La
oración es ese camino de dialogo con Dios, esa «cadena de oro fino» que une
verdaderamente a Dios con los hombres. No por nada nos dice el Señor «cuando
dos o más estén reunidos en mi nombre, allí estoy yo en medio ellos».
Son
innumerables la cantidad de sectas y movimientos que hoy profundizan en
técnicas meditacionales, caminos de relajación –o de encuentro como los llaman
también- desde las más arcaicas hasta exóticas en su fondo y forma. El
florecimiento de estos “novedosos caminos actuales” nos habla de la profunda
necesidad del hombre de encontrarse con Dios, nos hablan de su profunda hambre
de más; de su nostalgia de infinito. Todo esto si lo contrastamos con la
cultura de lo superficial que hoy se encuentra en todos lados; nos habla. El
hombre tiene necesidad de Dios, le es natural esa tensión a Él y lo reconoce y
lo busca.
«El
dialogo con Dios se enraíza en la naturaleza misma del ser humano, en su anhelo
de encuentro pleno» por esto se puede afirmar –como nos dice Luis Fernando
Figari- que «la oración responde a la
intranquilidad que hay en el corazón del hombre […] le es esencial». Es el
mismo Señor el que nos invita constantemente a velar y orar. «Orad siempre sin
desfallecer».
Nuestra
oración es esa respuesta a la respuesta que Dios nos ha dado queriéndose
acercar a nosotros. Es la respuesta a nuestra identidad, el contacto con
nuestro interior nos lleva siempre al contacto directo con Dios pues al
participar de su ser nos ha dado la capacidad de compartir con Él toda nuestra
vida.
Cuando
hablamos de oración para la vida y el apostolado hablamos de que esa oración
ganada a fuerza de momentos de encuentro con Dios debe iluminar toda nuestra
vida, todas nuestras acciones. Todo en
nosotros debe reflejar aquella respuesta de la que hablamos, ante esto María es
un clarísimo ejemplo, su respuesta fiel en el “fiat” fue un momento de oración
que ilumino toda su realidad y todas sus acciones cotidianas, no por nada
muchos maestros espirituales la llaman “maestra de oración”. Así como María si
nosotros pudiéramos hacer que toda nuestra vida sea respuesta al Plan de Dios,
haríamos que cada cosa del día fuera en sí misma oración. Una oración continua.

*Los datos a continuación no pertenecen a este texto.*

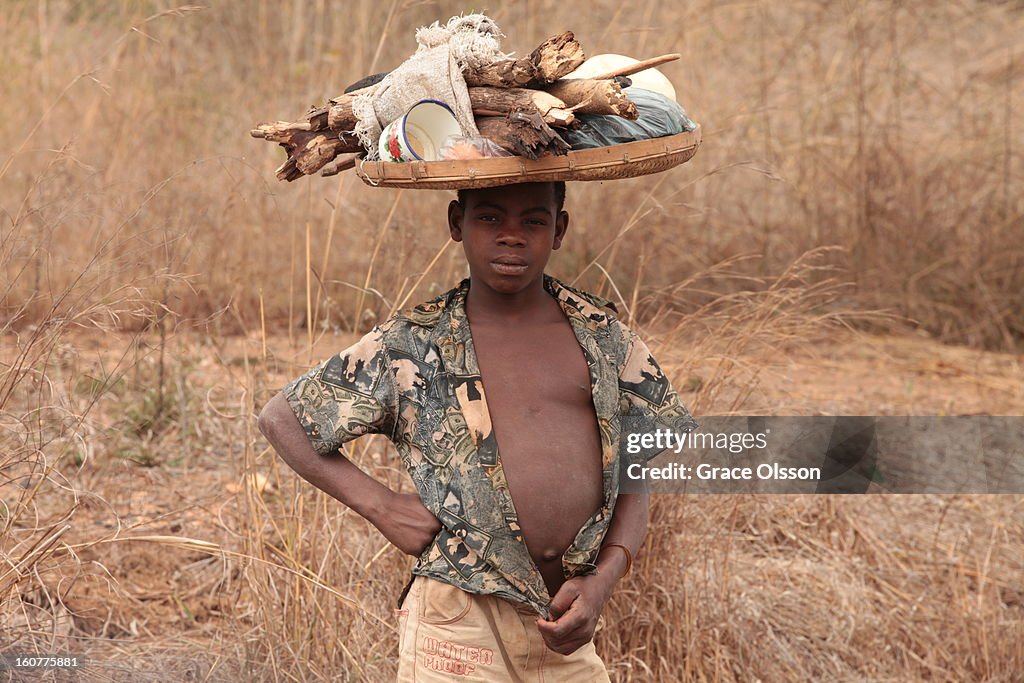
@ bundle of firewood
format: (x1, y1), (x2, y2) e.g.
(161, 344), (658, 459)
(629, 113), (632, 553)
(250, 31), (679, 181)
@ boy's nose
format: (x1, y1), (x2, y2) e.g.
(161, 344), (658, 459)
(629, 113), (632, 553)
(498, 224), (526, 247)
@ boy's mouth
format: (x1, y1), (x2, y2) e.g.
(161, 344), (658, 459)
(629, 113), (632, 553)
(490, 256), (528, 275)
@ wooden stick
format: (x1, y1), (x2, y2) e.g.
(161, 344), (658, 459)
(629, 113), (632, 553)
(547, 78), (640, 121)
(463, 31), (587, 88)
(469, 87), (575, 127)
(476, 112), (569, 159)
(321, 155), (358, 178)
(593, 52), (683, 81)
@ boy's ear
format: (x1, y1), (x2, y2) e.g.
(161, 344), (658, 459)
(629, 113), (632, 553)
(449, 200), (465, 242)
(551, 211), (569, 250)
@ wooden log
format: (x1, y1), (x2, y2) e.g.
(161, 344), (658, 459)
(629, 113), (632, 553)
(327, 95), (355, 130)
(469, 86), (575, 127)
(476, 112), (569, 159)
(250, 121), (362, 181)
(327, 86), (575, 132)
(547, 78), (640, 120)
(529, 31), (587, 85)
(463, 31), (587, 88)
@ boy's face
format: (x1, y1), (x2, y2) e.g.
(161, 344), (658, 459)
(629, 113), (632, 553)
(449, 182), (569, 294)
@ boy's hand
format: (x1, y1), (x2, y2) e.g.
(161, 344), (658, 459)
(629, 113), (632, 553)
(370, 490), (441, 557)
(537, 573), (614, 654)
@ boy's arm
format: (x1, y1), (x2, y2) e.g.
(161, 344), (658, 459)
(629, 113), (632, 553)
(537, 494), (649, 654)
(258, 393), (441, 555)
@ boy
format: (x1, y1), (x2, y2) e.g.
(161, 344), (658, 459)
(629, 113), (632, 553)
(259, 182), (695, 681)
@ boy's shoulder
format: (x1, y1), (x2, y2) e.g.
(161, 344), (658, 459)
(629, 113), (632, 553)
(368, 275), (635, 362)
(379, 275), (621, 330)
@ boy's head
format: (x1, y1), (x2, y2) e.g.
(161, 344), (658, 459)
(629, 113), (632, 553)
(458, 180), (565, 211)
(449, 182), (569, 294)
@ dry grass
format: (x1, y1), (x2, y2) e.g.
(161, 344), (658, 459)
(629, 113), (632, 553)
(0, 0), (1024, 681)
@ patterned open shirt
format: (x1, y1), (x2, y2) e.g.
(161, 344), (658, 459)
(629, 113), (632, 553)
(284, 275), (696, 617)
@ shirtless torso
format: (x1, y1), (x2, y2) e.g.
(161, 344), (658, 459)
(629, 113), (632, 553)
(470, 296), (602, 595)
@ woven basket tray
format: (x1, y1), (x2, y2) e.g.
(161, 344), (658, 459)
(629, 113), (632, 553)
(355, 126), (700, 189)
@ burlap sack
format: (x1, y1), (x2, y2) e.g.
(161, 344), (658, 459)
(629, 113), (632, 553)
(352, 14), (508, 160)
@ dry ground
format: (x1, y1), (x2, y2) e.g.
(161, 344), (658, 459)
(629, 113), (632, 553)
(0, 333), (1024, 681)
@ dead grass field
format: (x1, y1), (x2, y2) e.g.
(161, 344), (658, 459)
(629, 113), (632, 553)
(0, 0), (1024, 681)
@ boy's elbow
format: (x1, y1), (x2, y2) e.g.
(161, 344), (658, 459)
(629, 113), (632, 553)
(256, 393), (291, 439)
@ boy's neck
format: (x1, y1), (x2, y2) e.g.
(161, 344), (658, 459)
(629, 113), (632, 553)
(466, 276), (551, 322)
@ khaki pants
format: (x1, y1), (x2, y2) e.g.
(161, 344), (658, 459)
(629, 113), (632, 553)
(398, 577), (608, 683)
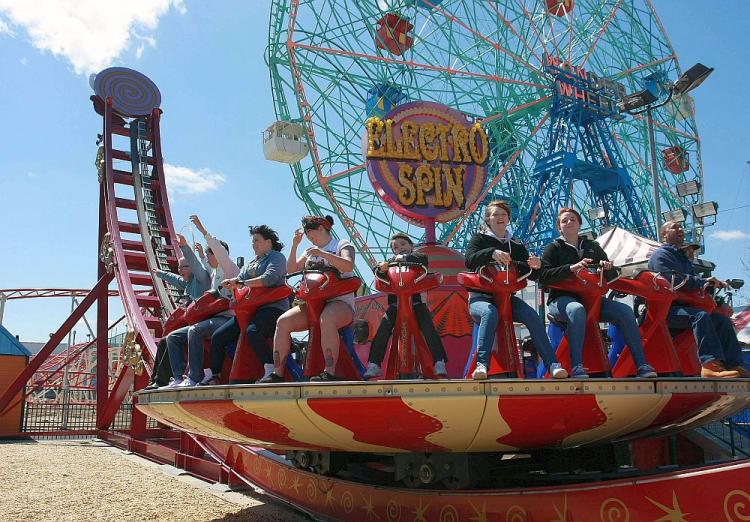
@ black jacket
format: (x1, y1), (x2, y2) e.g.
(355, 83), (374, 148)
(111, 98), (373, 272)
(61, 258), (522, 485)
(378, 252), (429, 306)
(539, 237), (617, 302)
(466, 233), (539, 281)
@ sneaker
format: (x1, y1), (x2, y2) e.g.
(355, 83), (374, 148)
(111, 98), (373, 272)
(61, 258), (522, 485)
(549, 363), (568, 379)
(701, 359), (740, 379)
(258, 372), (284, 384)
(310, 370), (343, 382)
(159, 375), (185, 390)
(198, 368), (218, 386)
(729, 366), (750, 379)
(362, 363), (383, 380)
(178, 377), (198, 388)
(570, 364), (589, 379)
(471, 363), (487, 381)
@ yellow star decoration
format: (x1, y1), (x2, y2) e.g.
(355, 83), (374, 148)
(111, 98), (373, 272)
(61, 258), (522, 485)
(326, 488), (336, 506)
(412, 498), (430, 522)
(360, 494), (380, 519)
(646, 490), (690, 522)
(469, 502), (487, 522)
(550, 495), (579, 522)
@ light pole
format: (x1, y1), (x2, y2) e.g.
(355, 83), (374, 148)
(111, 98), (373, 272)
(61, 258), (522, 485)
(619, 63), (714, 238)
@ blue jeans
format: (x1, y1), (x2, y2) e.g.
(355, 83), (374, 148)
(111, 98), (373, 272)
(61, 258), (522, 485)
(167, 316), (229, 382)
(548, 295), (646, 368)
(667, 305), (742, 368)
(469, 296), (557, 368)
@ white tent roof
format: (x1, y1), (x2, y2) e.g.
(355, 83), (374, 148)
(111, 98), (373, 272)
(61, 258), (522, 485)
(596, 227), (661, 266)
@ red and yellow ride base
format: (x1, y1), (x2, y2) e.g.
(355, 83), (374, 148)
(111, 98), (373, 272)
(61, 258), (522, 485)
(137, 378), (750, 454)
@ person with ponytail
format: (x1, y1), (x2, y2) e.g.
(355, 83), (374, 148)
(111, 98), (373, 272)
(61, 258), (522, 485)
(466, 200), (568, 379)
(260, 216), (354, 382)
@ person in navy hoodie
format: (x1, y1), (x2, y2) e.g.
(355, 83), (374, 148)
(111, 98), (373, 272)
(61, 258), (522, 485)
(539, 207), (656, 379)
(648, 217), (750, 378)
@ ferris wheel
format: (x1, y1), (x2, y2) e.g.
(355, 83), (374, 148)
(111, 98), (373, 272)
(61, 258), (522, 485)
(267, 0), (703, 272)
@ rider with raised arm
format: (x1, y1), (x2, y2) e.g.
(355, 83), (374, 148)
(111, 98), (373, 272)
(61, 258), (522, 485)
(539, 208), (656, 379)
(202, 225), (289, 384)
(153, 234), (211, 388)
(363, 232), (448, 379)
(648, 217), (750, 378)
(261, 216), (354, 382)
(466, 200), (568, 379)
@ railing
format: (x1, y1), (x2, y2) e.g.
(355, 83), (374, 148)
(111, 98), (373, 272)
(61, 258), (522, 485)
(697, 408), (750, 459)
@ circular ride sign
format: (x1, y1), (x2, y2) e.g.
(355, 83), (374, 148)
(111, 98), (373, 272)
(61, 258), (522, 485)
(363, 101), (489, 226)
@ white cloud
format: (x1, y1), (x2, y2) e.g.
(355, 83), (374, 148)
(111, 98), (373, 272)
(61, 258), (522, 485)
(0, 0), (186, 74)
(709, 230), (750, 241)
(164, 163), (226, 194)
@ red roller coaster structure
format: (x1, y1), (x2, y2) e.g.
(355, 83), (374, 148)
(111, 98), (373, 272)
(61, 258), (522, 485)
(0, 68), (750, 520)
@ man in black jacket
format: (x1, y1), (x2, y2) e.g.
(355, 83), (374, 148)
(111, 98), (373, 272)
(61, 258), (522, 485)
(364, 232), (448, 379)
(648, 221), (750, 378)
(539, 208), (656, 379)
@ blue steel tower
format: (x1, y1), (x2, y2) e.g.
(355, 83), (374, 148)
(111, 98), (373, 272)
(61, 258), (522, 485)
(517, 56), (653, 252)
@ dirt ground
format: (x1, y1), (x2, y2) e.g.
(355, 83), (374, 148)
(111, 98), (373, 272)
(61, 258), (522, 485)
(0, 440), (309, 522)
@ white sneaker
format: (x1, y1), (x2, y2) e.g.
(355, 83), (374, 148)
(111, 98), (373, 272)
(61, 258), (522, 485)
(362, 363), (383, 380)
(549, 363), (568, 379)
(432, 361), (448, 377)
(159, 376), (184, 390)
(471, 363), (487, 381)
(198, 368), (214, 386)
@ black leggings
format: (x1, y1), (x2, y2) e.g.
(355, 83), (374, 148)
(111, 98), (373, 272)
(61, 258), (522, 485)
(367, 302), (448, 366)
(211, 307), (284, 375)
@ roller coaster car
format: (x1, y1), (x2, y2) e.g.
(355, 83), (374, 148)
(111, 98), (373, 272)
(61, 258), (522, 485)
(287, 267), (365, 381)
(609, 270), (694, 377)
(375, 261), (443, 379)
(458, 265), (531, 379)
(673, 286), (716, 375)
(546, 264), (619, 377)
(229, 285), (293, 383)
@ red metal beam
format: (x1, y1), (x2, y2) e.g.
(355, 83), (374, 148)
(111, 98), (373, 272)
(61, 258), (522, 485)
(96, 366), (134, 430)
(0, 273), (114, 414)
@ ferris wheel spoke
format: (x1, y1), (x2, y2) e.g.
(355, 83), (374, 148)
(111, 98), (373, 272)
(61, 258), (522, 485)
(445, 113), (549, 242)
(487, 0), (542, 63)
(581, 0), (622, 67)
(614, 54), (677, 79)
(289, 42), (548, 89)
(422, 0), (540, 78)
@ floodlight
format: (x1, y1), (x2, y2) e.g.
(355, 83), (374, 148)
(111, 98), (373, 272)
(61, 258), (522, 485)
(617, 89), (659, 112)
(661, 208), (687, 223)
(675, 180), (701, 198)
(673, 63), (714, 94)
(586, 207), (607, 220)
(693, 201), (719, 218)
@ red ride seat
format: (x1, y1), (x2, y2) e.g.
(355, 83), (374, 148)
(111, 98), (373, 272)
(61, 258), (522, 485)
(609, 271), (692, 377)
(287, 268), (362, 381)
(375, 261), (443, 379)
(457, 265), (531, 379)
(229, 285), (293, 382)
(547, 266), (609, 376)
(672, 288), (716, 375)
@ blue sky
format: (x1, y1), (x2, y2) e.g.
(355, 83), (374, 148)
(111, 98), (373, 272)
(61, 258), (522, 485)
(0, 0), (750, 341)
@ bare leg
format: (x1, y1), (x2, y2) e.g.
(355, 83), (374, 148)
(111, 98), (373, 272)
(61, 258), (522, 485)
(273, 304), (308, 377)
(320, 301), (354, 375)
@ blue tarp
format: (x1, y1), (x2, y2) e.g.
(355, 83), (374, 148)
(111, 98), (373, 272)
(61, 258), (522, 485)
(0, 325), (31, 357)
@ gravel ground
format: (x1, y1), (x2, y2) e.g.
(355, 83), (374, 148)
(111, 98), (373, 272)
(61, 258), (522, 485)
(0, 440), (308, 522)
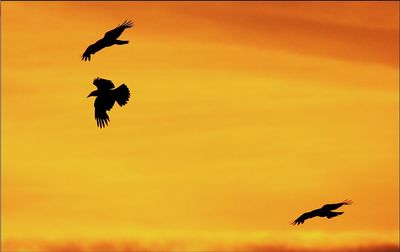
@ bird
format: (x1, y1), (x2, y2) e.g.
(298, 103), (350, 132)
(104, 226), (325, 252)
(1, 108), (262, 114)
(87, 77), (131, 128)
(81, 20), (134, 61)
(291, 199), (353, 225)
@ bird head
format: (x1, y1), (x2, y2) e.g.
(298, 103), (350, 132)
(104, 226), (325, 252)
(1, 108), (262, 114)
(87, 90), (98, 98)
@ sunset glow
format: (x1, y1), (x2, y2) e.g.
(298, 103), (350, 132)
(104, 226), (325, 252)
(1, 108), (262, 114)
(1, 1), (399, 252)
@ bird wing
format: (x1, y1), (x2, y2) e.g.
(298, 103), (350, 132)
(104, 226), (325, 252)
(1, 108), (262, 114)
(321, 200), (353, 211)
(94, 95), (115, 128)
(81, 39), (105, 61)
(93, 77), (115, 91)
(291, 210), (317, 225)
(103, 20), (133, 40)
(113, 84), (131, 107)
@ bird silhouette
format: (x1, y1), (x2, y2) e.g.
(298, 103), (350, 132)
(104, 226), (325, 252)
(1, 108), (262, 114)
(88, 77), (130, 128)
(82, 20), (133, 61)
(291, 200), (353, 225)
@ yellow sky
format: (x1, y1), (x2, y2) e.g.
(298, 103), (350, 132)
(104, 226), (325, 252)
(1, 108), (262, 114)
(1, 1), (399, 251)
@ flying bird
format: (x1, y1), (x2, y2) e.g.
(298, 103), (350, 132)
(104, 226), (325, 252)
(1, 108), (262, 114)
(82, 20), (133, 61)
(88, 77), (131, 128)
(291, 200), (353, 225)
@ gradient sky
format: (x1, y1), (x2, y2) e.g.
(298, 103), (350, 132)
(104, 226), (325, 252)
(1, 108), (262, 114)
(1, 1), (399, 251)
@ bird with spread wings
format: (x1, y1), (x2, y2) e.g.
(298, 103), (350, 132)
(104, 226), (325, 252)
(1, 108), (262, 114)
(291, 200), (353, 225)
(82, 20), (133, 61)
(88, 78), (130, 128)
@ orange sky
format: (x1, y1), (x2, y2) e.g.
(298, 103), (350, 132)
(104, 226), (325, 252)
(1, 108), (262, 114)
(1, 1), (399, 251)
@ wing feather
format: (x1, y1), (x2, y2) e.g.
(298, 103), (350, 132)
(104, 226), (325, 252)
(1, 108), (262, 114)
(81, 39), (106, 61)
(93, 77), (115, 91)
(321, 200), (353, 211)
(114, 84), (131, 107)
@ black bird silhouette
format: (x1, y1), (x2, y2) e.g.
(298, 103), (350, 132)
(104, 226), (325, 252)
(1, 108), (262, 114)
(291, 200), (353, 225)
(82, 20), (133, 61)
(88, 77), (131, 128)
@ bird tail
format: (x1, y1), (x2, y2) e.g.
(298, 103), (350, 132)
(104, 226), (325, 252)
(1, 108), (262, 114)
(115, 40), (129, 45)
(326, 212), (343, 219)
(115, 84), (131, 107)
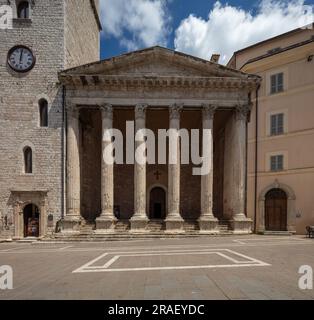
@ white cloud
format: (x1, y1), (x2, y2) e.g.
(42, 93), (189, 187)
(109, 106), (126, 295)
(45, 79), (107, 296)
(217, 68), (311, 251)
(100, 0), (170, 50)
(175, 0), (314, 63)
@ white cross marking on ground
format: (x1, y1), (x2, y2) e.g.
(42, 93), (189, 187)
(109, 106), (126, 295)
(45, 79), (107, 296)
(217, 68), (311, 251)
(73, 248), (270, 273)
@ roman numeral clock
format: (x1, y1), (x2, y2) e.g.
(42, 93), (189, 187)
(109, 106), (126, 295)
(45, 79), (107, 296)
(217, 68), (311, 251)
(8, 45), (36, 73)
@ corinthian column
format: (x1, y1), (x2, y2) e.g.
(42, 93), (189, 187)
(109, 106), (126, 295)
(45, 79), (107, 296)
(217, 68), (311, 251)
(199, 105), (218, 233)
(166, 104), (183, 230)
(96, 104), (116, 230)
(231, 105), (252, 233)
(63, 105), (81, 231)
(131, 105), (148, 230)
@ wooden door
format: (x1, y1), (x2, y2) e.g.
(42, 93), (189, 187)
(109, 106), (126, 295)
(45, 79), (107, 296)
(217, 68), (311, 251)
(265, 189), (287, 231)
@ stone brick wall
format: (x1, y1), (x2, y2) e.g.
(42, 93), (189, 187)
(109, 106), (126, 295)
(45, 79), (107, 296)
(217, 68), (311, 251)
(65, 0), (99, 69)
(0, 0), (99, 237)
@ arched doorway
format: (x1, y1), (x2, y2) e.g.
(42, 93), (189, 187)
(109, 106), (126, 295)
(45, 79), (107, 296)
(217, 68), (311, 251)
(149, 187), (166, 220)
(265, 189), (288, 231)
(23, 204), (39, 238)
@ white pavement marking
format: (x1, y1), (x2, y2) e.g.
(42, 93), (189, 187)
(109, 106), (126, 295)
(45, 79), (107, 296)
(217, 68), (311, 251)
(59, 246), (73, 250)
(73, 249), (270, 273)
(0, 247), (20, 253)
(232, 236), (307, 244)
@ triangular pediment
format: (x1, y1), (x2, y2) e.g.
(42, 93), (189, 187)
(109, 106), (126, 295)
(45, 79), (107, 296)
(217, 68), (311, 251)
(61, 46), (253, 78)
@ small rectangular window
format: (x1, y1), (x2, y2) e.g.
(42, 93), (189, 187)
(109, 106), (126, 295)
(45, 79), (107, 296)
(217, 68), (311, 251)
(270, 72), (284, 94)
(270, 155), (284, 171)
(270, 113), (284, 136)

Es donde entramos en que la vida y el apostolado son hechos oración.
Juan
Pablo II dirá que «Jesús de Nazaret oraba todo el tiempo sin desfallecer; la
oración era la vida de su alma y toda su vida era oración». En el modelo de Jesús encontramos «un
perfecto ejemplo de cómo se deben unir estas dos realidades; la constante
comunión con el Padre y la vida intensamente activa».
Sin
esta unidad se corre el profundo riesgo de la desorientación, de las
lamentaciones. San Juan Berchmans dice que «toda apostasía en la religión tiene
su origen en la falta de oración» y con razón lo dice pues el que deja de rezar
pierde el horizonte, descarrea del camino, poco a poco, cada vez más. Caer en activismos no es nunca la respuesta,
ser apóstoles supone que seamos además de hombres de acción, hombres de
oración.
Aspirar
a que toda nuestra vida y nuestro apostolado sean oración supone la
concatenación, la unión, de esos momentos fuertes de oración en donde
dialogamos como amigos con Dios y la consagración cotidiana de todas nuestras
actividades, gestos, palabras y pensamientos a Dios que es donde nos
encontramos con Él como ese Dios cercano que busca acercarse a nosotros. Así «Todo acto es oración si es don de sí
para llegar a ser» nos dice Saint-Exupèry. Esto por supuesto constituye todo un
programa de vida. Un vivir cada vez más comprometidamente una “espiritualidad
de lo cotidiano” que a medida que la practicamos nos va asemejando al Señor,
nos va conformando a Él “modelo del hombre nuevo” haciendo que toda nuestra
existencia se despliegue «en una vida santa y en un apostolado fecundo».